Federal authorities staged a “photo op” with the newly disclosed photograph showing documents with classified markings at former President Donald Trump’s Florida resort, former White House aide Kash Patel has asserted.
The lawyers said even the FBI counterintelligence personnel and DOJ attorneys reviewing the documents had to request additional clearances to review some of the documents.
But Patel, former chief of staff for the Department of Defense during the Trump administration who has worked at the National Security Council, said merely seeing the cover sheets amounts to little significance.
“The FBI and DOJ staged a photo op with cover sheets that say material is classified or not. And the cover sheet—just so we’re clear—government agencies use those all the time,” he said during a weekly appearance on EpochTV program “Kash’s Corner” on Aug. 31.
“The cover sheets themselves are not classified, even when the cover sheet says top secret.

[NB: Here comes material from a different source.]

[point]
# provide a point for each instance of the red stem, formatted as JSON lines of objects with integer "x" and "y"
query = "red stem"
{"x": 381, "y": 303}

It’s a cover sheet. It’s supposed to be on top of documents that are classified, and what the President has publicly contended is that those documents at Mar-a-Lago were already declassified by him as the president.”
Trump has repeatedly said he declassified the materials he kept, which federal authorities are disputing.
Patel also suggested that the agents “violated the basic rules of executing a search warrant.” In his days as a federal prosecutor on national security cases, they handled the documents differently when searching a venue, he said.
“We took photographs of things as they were found,” he said. “Because once you move them, you interfere with the chain of custody, and you interfere with the efficacy of their evidentiary value.”
Patel said it’s similar to walking into a murder scene, and “finding the gun in the garbage can and one of the murder suspects on the ground,” then putting the gun in the man’s hand and “taking a photo with him pointing it at the person that’s dead.”
“You’re not supposed to do that. It’s literally investigatory 101,” he said.
The filing also states that the court lacked jurisdiction to entertain Trump’s claims; and even if it did, appointing a special master was unnecessary, in part, because the government’s filter team has reviewed all the materials and separated anything potentially subject to attorney-client privilege.
“They’re basically telling the judge, we did the work already,” Patel said, noting that the government’s opposition to appointing a special master gives him pause. “What is the DOJ’s problem and the FBI’s problem with having a special master look at it? What do they have to lose? They’re worried about the special master coming in and saying: ‘You guys got it wrong.’”
A court hearing for Trump’s special master request took place on Sept. 1 in West Palm Beach, Florida. U.S. District Judge Aileen Cannon delayed her ruling on the matter.
The FBI referred inquiries by The Epoch Times to the DOJ, which didn’t respond to requests for comment by press time.